A $1 million reward is being offered in a bid to solve the cold case murder of a mother of five 46 years ago.
Mary Anne Fagan was 41 years old when she was last seen alive at around 10.30am on 17 February 1978, in the yard of her home in Armadale, south-east of Melbourne, after taking four of her children to the school.
The children, ages 15, 13, 12 and six, realized something was wrong when they came home to find the side door open and their 17-month-old brother crying in the house.
Mary Anne Fagan was 41 years old when she was last seen alive at around 10.30am on February 17, 1978, in the yard of her home in Armadale.
The children, ages 15, 13, 12 and six, realized something was wrong when they came home to find the side door open and their 17-month-old brother crying in the house.
Mrs Fagan’s car was still in the driveway and the doors to the house were locked.

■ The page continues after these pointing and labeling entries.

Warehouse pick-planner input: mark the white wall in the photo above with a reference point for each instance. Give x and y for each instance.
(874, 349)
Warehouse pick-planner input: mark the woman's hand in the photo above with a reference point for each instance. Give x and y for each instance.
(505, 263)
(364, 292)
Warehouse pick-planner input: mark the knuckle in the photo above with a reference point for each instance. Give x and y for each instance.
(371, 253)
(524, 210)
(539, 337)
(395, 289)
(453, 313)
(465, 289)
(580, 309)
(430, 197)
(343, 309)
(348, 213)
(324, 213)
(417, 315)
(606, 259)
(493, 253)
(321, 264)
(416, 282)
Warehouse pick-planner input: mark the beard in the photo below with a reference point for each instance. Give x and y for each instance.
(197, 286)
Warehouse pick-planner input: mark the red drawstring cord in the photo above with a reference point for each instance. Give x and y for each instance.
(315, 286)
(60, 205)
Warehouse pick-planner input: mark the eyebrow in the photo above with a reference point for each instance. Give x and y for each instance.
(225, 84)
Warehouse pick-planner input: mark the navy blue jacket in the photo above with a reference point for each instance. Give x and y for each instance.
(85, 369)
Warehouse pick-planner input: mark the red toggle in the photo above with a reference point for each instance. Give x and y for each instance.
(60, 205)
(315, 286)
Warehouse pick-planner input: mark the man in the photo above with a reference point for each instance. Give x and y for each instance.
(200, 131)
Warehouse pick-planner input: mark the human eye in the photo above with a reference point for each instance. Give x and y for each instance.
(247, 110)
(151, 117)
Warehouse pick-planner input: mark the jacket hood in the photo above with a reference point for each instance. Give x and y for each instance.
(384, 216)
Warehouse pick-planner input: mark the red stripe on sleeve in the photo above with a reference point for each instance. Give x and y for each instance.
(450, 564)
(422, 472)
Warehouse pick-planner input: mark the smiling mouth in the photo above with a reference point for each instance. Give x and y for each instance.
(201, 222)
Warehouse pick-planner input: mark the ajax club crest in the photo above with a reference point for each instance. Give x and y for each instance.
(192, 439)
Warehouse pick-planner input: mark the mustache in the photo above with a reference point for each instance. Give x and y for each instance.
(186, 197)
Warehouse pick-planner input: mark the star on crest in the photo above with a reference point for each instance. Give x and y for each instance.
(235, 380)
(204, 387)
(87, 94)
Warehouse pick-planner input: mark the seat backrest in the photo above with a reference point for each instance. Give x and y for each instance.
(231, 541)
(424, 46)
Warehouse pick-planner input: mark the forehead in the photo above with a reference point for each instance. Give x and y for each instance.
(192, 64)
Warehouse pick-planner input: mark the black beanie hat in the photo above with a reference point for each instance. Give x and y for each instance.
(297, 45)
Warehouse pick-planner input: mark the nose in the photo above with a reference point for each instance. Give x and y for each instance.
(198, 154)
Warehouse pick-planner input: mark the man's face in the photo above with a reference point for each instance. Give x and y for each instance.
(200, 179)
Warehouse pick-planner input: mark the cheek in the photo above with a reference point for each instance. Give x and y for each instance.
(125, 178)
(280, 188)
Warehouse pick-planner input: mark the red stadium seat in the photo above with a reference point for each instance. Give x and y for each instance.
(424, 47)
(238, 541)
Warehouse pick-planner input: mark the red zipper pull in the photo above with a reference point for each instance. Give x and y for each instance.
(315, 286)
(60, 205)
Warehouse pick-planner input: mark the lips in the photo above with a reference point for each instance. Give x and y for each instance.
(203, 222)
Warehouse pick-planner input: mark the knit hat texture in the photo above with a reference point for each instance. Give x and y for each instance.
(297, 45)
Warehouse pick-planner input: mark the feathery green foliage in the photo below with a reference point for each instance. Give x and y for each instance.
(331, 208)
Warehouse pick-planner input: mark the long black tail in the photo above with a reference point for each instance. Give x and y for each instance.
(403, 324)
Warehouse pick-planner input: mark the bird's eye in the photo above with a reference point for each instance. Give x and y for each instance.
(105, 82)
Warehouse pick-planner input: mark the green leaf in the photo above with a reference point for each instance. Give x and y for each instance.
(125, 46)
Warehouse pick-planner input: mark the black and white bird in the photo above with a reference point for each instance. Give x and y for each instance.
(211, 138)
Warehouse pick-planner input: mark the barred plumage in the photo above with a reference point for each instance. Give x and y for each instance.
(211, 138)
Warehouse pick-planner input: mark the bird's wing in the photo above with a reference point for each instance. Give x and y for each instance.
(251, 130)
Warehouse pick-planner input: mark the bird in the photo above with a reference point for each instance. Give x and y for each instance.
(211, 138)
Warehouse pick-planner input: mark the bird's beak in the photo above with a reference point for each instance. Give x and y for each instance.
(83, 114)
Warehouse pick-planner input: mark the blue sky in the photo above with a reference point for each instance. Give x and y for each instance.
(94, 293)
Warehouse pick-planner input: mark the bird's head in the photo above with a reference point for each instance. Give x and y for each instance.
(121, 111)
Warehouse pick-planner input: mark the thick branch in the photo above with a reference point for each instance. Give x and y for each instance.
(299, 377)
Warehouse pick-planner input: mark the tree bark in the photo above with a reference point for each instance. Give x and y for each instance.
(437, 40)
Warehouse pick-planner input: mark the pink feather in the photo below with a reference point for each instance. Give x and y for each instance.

The children called their father, who was working and had spoken briefly to his wife on the phone at around 10am, from a telephone booth before returning home and breaking a window to get inside.
They found their mother dead in the front bedroom. She had been tied up, gagged and stabbed several times.
The motive for his murder has never been established and personal items stolen from the house remain missing.
“We know his family still feels his loss as deeply as they did 46 years ago,” Victoria Police Homicide Team Detective Inspector Dean Thomas said in a statement.
‘Each of their children has had to grow up without their mother and I know they have thought about it almost every day.
‘Mary Anne was brutally murdered for no apparent reason in the place where she should have felt safest and with her 17-month-old baby nearby.’
On Friday, Victoria Police announced a $1 million reward for information to catch and convict those responsible for his death.
A reward of $20,000 was previously offered in April 1978 and was increased to $50,000 in June of the same year.
Detectives have spoken to dozens of people over the years, but remain confident the cold case can be solved.
“Hopefully this public appeal will provide the motivation for someone to contact the police after all these years,” Inspector Thomas said.